Fast Li+ intercalation into graphite is limited by the Li+ diffusion through the graphite particle, interface, and electrode. Based on the experimentally measured Li+ diffusion coefficient (> 2.64 × 10−10 cm2 s−1) in the particle, 10-μm graphite is able to be fast charged at 6 C, while it reduces to 2 C for 20 μm graphite (Figs. 4f and S12). When 6-μm graphite flakes were used, for the thin graphite electrode (< 2 mg cm−2), the rate-determining step is governed by the interfacial Li+ diffusion, consisting of the desolvation and crossing through the SEI layer, which is highly dependent on the electrolyte chemistry. Construction of a fluorinated SEI layer is proven conducive to accelerating the interfacial Li+ diffusion and drastically enhancing the fast-charging performance of graphite. For thick and compact graphite electrode, Li+ diffusion in the electrode becomes the main reaction-determining steps. Therefore, to achieve high-performance graphite anode for fast-charging LIBs, the particle size of graphite, electrolyte, interface, and electrode configuration should be fully considered and well designed and matched.

4 Conclusions

In combination of the cryo-TEM and other methods, we revealed the evolution of the bulk and interface structure of graphite upon fast Li+ intercalation and its correlation with the reaction kinetics and electrochemical performance. The fast-lithiated graphite structure consists of various staging structures, exhibiting a significant heterogeneity in the macroscopic and microscopic scales.
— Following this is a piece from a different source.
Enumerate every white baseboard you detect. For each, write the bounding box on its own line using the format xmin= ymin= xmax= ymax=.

The Li+ particle diffusion coefficient is estimated large enough to enable the fast charging at a rate of 6 C if the particle size is less than 10 μm. Therefore, the Li+ interface diffusion dominates the reaction kinetics at high rates in thin graphite electrode, which is highly dependent on the electrolyte chemistry and can be enhanced with the fluorinated SEI layer. However, Li+ diffusion through the electrode cannot to be neglected for thick graphite electrode. Therefore, the combination of the electrode engineering and electrolyte modification can promote the diffusion of Li+ in graphite electrode and interface. These findings renew the insights into the micro- and macrostructure of the fast-lithiated graphite, decipher the bottleneck for the sluggish reaction kinetics, and provide explicit guidance to enhance the fast-charging performance of graphite anode.